Le pli électroniqueUne réglementation incitative

Les plis électroniques ont fait leur entrée dans le Code des marchés publics en 2001 et n’ont cessé d’être encouragés par la réglementation. Depuis 2005, les acheteurs sont tenus d’accepter les plis dématérialisés pour toute procédure formalisée et, depuis 2012, pour tous les achats d’un montant supérieur à 90 000 euros HT. La réponse par voie électronique est même devenue, en 2010, une obligation pour les achats de fournitures de matériels et services informatiques de plus de 90 000 euros HT, ainsi que pour toutes les consultations pour lesquelles l’acheteur aura fait le choix de l’imposer.

Un procédé fiable et rapide

La réponse dématérialisée présente de multiples avantages pour les entreprises. Rapide, elle permet d’utiliser pleinement le délai d’étude accordé aux candidats. Economique, elle ne coûte que le prix d’acquisition d’un certificat de signature électronique et permet de réaliser des gains importants sur les frais postaux, de papier ou de consommables. Jusqu’au 1octobre, il convient d’utiliser l’un des certificats figurant sur la liste consultable sur www.industrie.gouv.fr/tic/certificats/. Au-delà de cette date, tout certificat conforme au référentiel général de sécurité, ou à des conditions de sécurité équivalentes, sera accepté, conformément à l’arrêté du 15 juin 2012 relatif à la signature électronique dans les marchés publics.

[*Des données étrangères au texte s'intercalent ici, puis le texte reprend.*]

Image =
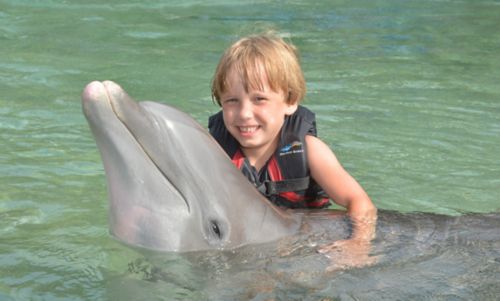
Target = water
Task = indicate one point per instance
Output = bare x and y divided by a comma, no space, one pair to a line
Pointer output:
406,93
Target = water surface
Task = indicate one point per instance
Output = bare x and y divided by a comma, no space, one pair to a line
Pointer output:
406,93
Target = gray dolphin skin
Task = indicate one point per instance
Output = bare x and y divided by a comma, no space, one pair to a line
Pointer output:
170,186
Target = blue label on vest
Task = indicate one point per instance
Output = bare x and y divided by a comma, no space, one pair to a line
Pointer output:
291,148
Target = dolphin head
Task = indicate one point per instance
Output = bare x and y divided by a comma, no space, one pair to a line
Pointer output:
170,185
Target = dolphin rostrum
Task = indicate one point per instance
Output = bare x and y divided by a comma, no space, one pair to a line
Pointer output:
170,185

La dématérialisation est également une solution efficace contre les incidents d’acheminement. De nombreuses actions ont été entreprises pour sécuriser ce mode de transmission : possibilité de doubler le pli électronique d’une copie de sauvegarde (), publication du guide de la dématérialisation des marchés publics par la Direction des affaires juridiques (DAJ) de Bercy (mis à jour le 17 octobre 2010), mise à disposition de fiches pratiques sur le site de la DAJ (4), participation de la France au projet européen Peppol (Pan-European Public Procurement Online) qui vise à faciliter l’interopérabilité entre les systèmes nationaux de marchés publics par voie dématérialisée.

Des précautions nécessaires

Quelques précautions s’imposent pour adopter la réponse électronique. Tout d’abord, il faut avoir le réflexe de regrouper et de nommer les documents conformément aux dispositions du règlement de la consultation (, « Commune du Lamentin »).

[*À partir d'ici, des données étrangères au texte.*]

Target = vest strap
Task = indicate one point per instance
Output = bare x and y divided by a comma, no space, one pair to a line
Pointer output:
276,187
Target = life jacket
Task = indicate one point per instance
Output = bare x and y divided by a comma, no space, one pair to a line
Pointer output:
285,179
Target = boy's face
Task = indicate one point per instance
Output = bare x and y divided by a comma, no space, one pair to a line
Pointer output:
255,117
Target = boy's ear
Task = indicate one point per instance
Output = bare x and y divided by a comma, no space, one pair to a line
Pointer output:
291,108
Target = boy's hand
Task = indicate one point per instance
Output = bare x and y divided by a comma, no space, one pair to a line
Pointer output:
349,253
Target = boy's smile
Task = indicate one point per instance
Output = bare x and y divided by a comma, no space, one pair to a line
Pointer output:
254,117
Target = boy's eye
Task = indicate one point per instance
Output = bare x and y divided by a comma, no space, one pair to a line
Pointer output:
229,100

Ensuite, il faut penser à signer électroniquement chaque pièce demandée. Le tribunal administratif (TA) de Toulouse a jugé que « si la société […] a signé électroniquement les fichiers « zip » par lesquels elle a transmis les documents relatifs à sa candidature et son offre […], cette signature ne peut pallier l’absence de signature électronique des documents figurant dans ces fichiers » (TA Toulouse, 9 mars 2011, n° 1100792, « Société MC2I/CNRS »). Enfin, si le candidat rencontre des difficultés pour remettre son pli, il ne doit pas hésiter à solliciter l’assistance téléphonique de la plate-forme de dématérialisation, car il pourrait lui être reproché de ne pas l’avoir fait. Le tribunal administratif de Nancy a, en effet, jugé qu’ « à supposer que la SA EGT aurait rencontré des difficultés pour le chiffrage de son offre […], il est constant qu’elle n’a pas fait appel à l’assistance hotline pour résoudre cette hypothétique difficulté » (TA Nancy, 20 janvier 2011, n° 1100005, « SA EGT »).

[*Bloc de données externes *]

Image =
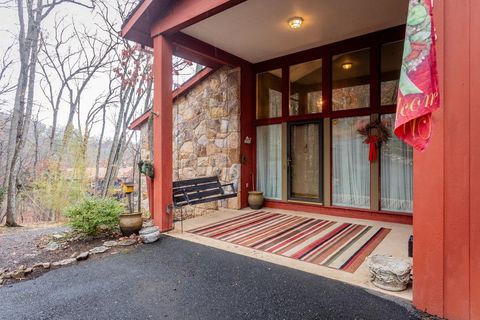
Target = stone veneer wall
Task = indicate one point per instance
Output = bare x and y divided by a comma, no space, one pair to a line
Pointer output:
206,135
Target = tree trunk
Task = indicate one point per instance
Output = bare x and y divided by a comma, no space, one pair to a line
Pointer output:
100,142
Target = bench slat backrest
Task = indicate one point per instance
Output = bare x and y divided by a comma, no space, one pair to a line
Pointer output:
198,190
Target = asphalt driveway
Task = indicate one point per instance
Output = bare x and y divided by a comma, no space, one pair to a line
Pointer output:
176,279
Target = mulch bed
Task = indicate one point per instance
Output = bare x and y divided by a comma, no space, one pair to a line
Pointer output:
26,248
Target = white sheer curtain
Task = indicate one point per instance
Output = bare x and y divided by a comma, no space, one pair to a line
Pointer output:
306,162
350,165
269,160
396,172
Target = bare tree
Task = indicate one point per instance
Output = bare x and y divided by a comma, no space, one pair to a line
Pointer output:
30,16
74,56
134,73
6,85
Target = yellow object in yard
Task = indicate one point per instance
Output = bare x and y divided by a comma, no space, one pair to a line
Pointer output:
127,188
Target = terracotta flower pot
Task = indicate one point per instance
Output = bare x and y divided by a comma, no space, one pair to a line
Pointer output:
255,199
130,223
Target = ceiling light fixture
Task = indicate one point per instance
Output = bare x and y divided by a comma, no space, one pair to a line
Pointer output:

Une démarche encore largement fondée sur le volontariat des entreprises

A ce jour, le « pli papier » reste très largement préféré des entreprises, bien loin devant les plis dématérialisés. En 2010, seuls 5 % des marchés publics comptaient au moins une offre dématérialisée (5). Pour expliquer ce phénomène, les entreprises invoquent majoritairement la complexité et l’hétérogénéité des plates-formes de dématérialisation - on en dénombre en effet une trentaine - et la complexité de la procédure d’acquisition du certificat électronique (6). Cependant, dans un contexte de recherches croissantes d’économies, le pli électronique semble devenir incontournable. La Commission européenne souhaite d’ailleurs faire « de la passation électronique la règle » à l’horizon 2016. En France, aucune mesure d’ensemble n’est à ce jour attendue. Cependant, des initiatives similaires ont déjà émergé. C’est notamment le cas de l’Union des groupements d’achat public (Ugap), qui a annoncé qu’elle obligerait, en 2014, les entreprises à répondre par voie électronique pour toutes les consultations.